Mali : assimi goïta assume la présidence et la défense face à l’instabilité de Kidal
Un cumul des pouvoirs qui interroge au Mali
En s’attribuant officiellement le poste de ministre de la Défense, en plus de celui de Chef de l’État, le Colonel Assimi Goïta achève de centraliser l’autorité à Bamako. Cette décision, loin d’être une simple décision administrative, reflète une stratégie de survie face à une situation sécuritaire dégradée. Entre la perte de Kidal au profit du JNIM et de la CMA/FLA, et l’efficacité contestée du partenariat avec la Russie, le pays s’enfonce dans une crise sans précédent.
Kidal, symbole d’une souveraineté malienne en péril
Il y a quelques mois encore, la reconquête de Kidal était présentée comme un symbole de la restauration de la souveraineté malienne. Pourtant, cette victoire s’est révélée éphémère : la ville est retombée aux mains des groupes armés, notamment le Groupe de soutien à l’islam et aux musulmans (JNIM) et la Coordination des mouvements de l’Azawad (CMA/FLA).

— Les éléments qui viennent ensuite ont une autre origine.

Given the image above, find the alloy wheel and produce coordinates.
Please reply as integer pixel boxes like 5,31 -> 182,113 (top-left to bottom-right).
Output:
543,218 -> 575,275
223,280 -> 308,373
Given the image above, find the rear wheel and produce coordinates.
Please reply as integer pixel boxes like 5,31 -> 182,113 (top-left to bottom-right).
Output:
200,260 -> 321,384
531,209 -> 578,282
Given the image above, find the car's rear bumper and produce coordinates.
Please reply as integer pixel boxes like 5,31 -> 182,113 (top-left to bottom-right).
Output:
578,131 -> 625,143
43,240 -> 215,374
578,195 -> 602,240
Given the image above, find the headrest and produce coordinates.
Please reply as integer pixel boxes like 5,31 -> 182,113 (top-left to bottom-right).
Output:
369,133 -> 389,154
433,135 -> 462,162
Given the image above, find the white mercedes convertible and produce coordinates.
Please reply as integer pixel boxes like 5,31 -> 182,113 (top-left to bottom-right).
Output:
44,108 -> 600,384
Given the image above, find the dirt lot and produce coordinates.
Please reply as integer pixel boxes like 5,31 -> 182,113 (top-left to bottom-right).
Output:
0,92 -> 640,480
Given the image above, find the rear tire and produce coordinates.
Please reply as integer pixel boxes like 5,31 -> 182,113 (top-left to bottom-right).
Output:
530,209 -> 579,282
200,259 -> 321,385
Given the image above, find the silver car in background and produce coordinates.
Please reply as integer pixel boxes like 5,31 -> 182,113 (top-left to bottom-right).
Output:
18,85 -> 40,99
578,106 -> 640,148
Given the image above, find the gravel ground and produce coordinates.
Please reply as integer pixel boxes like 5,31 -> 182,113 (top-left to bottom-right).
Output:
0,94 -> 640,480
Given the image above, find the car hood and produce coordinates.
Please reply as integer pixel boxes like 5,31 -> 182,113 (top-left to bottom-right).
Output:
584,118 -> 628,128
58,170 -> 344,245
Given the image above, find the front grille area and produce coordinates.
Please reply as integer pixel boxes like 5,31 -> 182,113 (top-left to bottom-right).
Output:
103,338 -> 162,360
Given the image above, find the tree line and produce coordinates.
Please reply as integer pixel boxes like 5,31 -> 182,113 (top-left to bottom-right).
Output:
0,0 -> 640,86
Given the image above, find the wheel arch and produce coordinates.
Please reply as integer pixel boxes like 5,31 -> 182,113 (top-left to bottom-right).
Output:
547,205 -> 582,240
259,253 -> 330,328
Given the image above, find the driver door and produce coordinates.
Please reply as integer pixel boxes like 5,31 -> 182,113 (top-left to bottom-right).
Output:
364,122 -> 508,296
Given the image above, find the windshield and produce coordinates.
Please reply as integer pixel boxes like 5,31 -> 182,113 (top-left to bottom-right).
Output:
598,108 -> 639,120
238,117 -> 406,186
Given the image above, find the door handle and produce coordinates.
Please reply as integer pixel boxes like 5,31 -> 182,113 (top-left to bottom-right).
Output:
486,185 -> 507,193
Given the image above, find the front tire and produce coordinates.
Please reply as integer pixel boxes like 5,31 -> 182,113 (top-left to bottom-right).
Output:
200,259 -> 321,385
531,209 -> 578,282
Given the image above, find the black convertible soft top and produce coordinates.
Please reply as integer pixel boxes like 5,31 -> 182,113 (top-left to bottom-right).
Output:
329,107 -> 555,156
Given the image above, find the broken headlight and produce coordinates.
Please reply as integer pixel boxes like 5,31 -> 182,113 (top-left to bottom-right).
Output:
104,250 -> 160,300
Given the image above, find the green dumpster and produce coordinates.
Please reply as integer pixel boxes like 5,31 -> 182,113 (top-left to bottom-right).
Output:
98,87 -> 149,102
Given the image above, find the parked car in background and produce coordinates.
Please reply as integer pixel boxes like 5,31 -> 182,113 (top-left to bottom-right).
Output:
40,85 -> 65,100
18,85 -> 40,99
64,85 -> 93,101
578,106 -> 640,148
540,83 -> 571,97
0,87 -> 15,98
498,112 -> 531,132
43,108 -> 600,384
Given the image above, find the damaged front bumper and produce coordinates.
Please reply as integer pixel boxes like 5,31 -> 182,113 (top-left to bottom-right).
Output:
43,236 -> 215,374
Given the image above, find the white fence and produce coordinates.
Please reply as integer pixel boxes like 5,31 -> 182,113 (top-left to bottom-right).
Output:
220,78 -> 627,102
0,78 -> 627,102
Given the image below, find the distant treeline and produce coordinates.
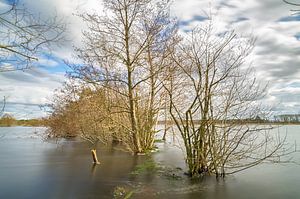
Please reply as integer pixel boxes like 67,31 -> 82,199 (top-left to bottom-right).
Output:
0,114 -> 45,127
158,118 -> 300,125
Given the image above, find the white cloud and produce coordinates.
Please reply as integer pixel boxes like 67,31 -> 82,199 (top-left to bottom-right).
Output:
0,0 -> 300,117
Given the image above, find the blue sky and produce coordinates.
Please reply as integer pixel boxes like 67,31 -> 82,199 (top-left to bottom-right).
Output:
0,0 -> 300,118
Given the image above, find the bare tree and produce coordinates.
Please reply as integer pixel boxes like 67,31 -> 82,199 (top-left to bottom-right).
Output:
0,3 -> 65,72
72,0 -> 177,153
165,22 -> 290,177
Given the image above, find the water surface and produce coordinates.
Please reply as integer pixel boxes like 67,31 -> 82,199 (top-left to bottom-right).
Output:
0,126 -> 300,199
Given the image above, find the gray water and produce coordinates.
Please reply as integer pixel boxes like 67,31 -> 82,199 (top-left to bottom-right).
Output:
0,126 -> 300,199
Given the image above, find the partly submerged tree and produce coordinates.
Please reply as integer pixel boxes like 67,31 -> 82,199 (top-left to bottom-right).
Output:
71,0 -> 177,153
0,3 -> 65,72
165,23 -> 284,177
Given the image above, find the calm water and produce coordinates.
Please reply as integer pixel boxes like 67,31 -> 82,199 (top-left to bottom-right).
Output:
0,126 -> 300,199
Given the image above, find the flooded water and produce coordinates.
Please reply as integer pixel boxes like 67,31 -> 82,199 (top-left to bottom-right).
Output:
0,126 -> 300,199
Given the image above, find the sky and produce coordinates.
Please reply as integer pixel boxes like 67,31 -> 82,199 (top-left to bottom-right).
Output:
0,0 -> 300,119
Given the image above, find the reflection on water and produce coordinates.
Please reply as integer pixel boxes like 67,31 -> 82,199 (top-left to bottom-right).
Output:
0,126 -> 300,199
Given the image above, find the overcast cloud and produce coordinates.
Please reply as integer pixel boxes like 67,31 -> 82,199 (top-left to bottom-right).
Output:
0,0 -> 300,118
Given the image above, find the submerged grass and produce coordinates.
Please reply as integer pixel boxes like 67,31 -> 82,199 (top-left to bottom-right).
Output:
130,160 -> 160,175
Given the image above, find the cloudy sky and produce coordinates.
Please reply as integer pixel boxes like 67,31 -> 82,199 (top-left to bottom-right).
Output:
0,0 -> 300,118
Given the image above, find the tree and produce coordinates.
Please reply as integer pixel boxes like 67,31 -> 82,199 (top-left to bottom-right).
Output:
165,22 -> 284,177
0,2 -> 66,115
0,3 -> 66,72
71,0 -> 177,153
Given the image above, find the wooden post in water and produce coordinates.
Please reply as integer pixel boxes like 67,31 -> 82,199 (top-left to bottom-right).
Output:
91,149 -> 100,164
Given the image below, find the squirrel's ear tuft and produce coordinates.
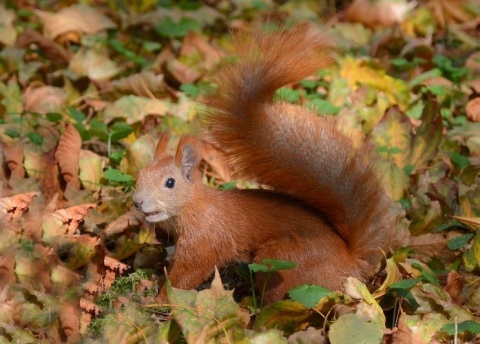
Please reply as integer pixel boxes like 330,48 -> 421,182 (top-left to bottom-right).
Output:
181,144 -> 197,182
155,130 -> 170,159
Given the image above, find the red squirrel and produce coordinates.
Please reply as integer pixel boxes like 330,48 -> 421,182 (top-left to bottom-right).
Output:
133,25 -> 395,303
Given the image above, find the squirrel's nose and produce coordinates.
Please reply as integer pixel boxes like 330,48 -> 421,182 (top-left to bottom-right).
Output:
133,201 -> 143,210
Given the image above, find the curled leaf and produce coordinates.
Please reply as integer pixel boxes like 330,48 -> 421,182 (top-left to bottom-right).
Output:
55,123 -> 82,190
0,192 -> 39,223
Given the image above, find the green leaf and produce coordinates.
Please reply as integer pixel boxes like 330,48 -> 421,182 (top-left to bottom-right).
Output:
447,233 -> 475,250
253,300 -> 312,334
412,263 -> 440,287
47,112 -> 62,123
307,98 -> 340,115
5,129 -> 20,139
329,314 -> 383,344
441,320 -> 480,336
103,168 -> 133,183
450,152 -> 472,170
288,284 -> 333,308
90,119 -> 109,142
27,132 -> 43,146
68,106 -> 87,123
390,277 -> 423,289
110,122 -> 133,142
248,259 -> 297,272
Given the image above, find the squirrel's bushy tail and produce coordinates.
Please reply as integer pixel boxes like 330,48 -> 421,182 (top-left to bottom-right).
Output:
204,25 -> 393,265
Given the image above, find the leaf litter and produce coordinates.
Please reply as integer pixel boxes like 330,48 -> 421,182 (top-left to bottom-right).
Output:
0,0 -> 480,343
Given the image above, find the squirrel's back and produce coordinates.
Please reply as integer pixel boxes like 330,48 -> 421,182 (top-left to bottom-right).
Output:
204,25 -> 394,273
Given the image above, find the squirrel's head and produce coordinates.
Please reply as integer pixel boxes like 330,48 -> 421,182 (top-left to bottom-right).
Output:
133,132 -> 199,222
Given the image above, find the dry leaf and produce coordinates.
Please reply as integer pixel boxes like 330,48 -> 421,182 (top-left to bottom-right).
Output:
103,256 -> 129,274
0,4 -> 17,46
166,59 -> 202,84
392,310 -> 413,344
55,123 -> 82,190
0,192 -> 39,223
3,141 -> 25,179
104,210 -> 145,237
344,0 -> 415,28
35,4 -> 117,39
51,203 -> 96,235
22,86 -> 67,114
443,270 -> 464,304
408,231 -> 461,262
58,302 -> 81,343
426,0 -> 472,28
180,31 -> 223,69
16,27 -> 72,65
465,97 -> 480,122
68,43 -> 120,80
111,71 -> 168,98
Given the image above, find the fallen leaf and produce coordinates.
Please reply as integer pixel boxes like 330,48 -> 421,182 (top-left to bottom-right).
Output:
392,309 -> 413,344
288,327 -> 325,344
68,43 -> 120,80
104,95 -> 168,124
111,71 -> 168,98
15,27 -> 72,65
35,4 -> 117,39
78,149 -> 106,191
465,97 -> 480,122
104,210 -> 145,237
55,123 -> 82,190
3,141 -> 25,179
22,84 -> 67,114
0,192 -> 39,223
0,4 -> 17,46
443,270 -> 463,304
58,301 -> 82,343
166,59 -> 202,84
343,0 -> 415,28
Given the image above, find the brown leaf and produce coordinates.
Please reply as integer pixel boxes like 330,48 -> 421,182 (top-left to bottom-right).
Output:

Ce revers n’est pas seulement symbolique. Les forces maliennes, malgré les annonces de renforcement, peinent à maintenir leurs positions. Le vide sécuritaire et l’absence d’administration locale ont permis une réoccupation rapide des groupes djihadistes et indépendantistes. Le JNIM, en particulier, a perfectionné sa tactique en isolant les garnisons et en coupant les axes logistiques, transformant les succès militaires en victoires temporaires.

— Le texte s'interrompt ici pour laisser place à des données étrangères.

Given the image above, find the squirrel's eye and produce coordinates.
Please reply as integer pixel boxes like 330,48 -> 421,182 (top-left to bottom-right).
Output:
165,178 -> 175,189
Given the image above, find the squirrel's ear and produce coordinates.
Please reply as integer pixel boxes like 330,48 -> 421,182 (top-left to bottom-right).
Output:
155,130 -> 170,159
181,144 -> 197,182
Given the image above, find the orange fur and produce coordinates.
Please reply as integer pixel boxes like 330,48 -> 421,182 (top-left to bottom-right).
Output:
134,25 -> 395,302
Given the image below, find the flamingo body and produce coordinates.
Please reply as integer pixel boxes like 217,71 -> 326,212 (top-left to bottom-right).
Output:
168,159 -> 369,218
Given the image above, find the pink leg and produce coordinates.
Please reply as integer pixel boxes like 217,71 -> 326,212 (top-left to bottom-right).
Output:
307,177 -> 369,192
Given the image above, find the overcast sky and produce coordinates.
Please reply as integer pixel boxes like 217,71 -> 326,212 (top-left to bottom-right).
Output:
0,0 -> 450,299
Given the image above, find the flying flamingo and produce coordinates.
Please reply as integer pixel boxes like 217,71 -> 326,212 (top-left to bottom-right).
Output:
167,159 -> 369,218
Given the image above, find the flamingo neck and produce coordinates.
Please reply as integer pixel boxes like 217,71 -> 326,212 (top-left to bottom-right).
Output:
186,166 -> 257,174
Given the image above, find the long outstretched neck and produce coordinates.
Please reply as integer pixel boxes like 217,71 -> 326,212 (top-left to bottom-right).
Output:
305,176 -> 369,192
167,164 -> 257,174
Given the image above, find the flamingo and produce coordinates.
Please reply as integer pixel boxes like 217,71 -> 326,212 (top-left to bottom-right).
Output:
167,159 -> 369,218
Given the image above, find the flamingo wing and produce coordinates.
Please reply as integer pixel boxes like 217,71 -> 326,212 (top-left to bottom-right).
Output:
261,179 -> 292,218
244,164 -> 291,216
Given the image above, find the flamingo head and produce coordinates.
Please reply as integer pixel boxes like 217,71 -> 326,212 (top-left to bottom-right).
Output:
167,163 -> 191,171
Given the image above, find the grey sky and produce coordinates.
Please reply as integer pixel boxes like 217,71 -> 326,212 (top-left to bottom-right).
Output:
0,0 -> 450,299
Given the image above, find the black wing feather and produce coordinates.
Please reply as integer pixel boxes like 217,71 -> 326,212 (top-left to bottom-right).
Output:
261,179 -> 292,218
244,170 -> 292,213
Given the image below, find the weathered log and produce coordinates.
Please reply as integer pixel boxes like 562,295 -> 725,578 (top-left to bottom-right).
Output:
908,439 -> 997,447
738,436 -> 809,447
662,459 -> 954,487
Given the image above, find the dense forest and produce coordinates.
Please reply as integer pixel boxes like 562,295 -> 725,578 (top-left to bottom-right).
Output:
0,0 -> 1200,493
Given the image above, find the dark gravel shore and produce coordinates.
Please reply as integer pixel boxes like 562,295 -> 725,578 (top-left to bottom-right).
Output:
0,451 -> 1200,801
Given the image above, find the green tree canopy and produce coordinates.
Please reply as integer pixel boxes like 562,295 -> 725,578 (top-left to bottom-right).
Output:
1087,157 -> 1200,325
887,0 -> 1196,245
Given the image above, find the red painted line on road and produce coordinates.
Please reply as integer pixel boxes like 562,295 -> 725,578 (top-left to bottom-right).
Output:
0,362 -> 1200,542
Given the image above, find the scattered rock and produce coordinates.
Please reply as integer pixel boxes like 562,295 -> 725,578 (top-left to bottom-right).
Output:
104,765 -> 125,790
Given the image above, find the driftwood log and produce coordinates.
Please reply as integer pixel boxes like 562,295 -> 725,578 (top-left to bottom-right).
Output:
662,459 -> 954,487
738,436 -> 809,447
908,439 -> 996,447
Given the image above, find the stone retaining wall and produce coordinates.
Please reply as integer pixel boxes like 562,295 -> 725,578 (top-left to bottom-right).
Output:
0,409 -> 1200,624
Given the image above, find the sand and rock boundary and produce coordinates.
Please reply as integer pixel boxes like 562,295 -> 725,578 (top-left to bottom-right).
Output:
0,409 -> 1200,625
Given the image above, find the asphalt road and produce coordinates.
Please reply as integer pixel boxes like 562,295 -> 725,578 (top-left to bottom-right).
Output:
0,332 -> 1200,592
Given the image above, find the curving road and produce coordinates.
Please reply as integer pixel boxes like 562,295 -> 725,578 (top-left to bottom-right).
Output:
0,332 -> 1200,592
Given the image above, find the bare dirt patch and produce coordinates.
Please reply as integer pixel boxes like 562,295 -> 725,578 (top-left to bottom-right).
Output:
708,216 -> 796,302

Le partenariat russe sous le feu des critiques
Le Mali mise sur la Russie, via le groupe Wagner (devenu Africa Corps), pour pallier le retrait des forces françaises. Pourtant, cette alliance, présentée comme une alternative souveraine, peine à convaincre sur le terrain.
Les paramilitaires russes, bien que déployés sur les fronts les plus exposés, privilégient une stratégie de répression qui, loin de stabiliser la région, radicalise les populations locales. Les violations des droits humains se multiplient, offrant un terreau fertile au recrutement des groupes terroristes. Pire encore, leur efficacité opérationnelle est remise en cause : les embuscades contre l’armée malienne se succèdent, révélant des lacunes tactiques inquiétantes.
Un isolement diplomatique qui aggrave la crise
En quittant la CEDEAO pour créer l’Alliance des États du Sahel (AES), le Mali a choisi la voie de l’autonomie sécuritaire. Pourtant, cette stratégie se heurte à une réalité implacable : le terrorisme ne connaît pas de frontières.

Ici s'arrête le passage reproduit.